Billed as one of the world’s last untouched eco-systems, the area next to the Olympic development is a Unesco World Heritage site, home to such endangered species as the West Caucasian chamois mountain goat. The Olympic village next door, meanwhile, is set to house 2,000 athletes and hangers-on, with a bobsled venue seating 11,000.
The greenies are arguing that it shouldn’t be built along the protected buffer zone.
Facing off in the other corner, Russia’s powerful developers and oligarchs are under starters’ orders, ready for the signal to begin building the first quality winter resort in the Caucasus mountains - they're billing the Sochi Games as a $15bn boost to Russia’s economy.
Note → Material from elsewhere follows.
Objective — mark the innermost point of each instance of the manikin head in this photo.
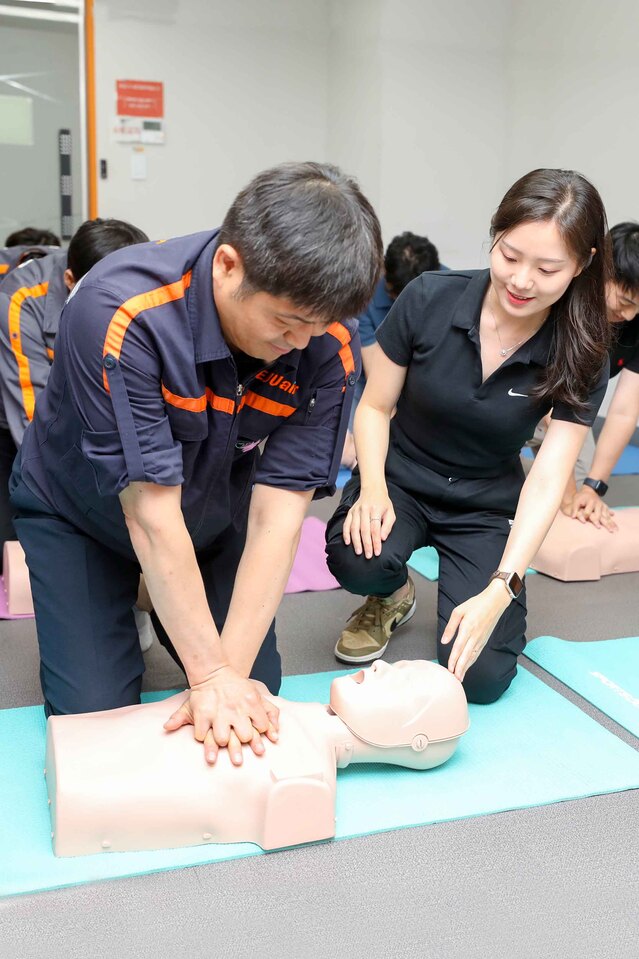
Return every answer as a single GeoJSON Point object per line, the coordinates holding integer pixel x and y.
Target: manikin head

Construction has yet to begin, but President Putin has announced the availability of $12bn in private and public money for local development. Gazprom is updating roads round the ski resort, and Interros, a conglomerate run by Vladimir Potanin (another of Russia’s heavyweight billionaires) is building an eco-friendly resort to host the Alpine skiing and snowboarding. The green claims are big ones, especially given the nature of the construction site. And if there’s any hypocrisy, it won’t just be the chamois that get in a leather.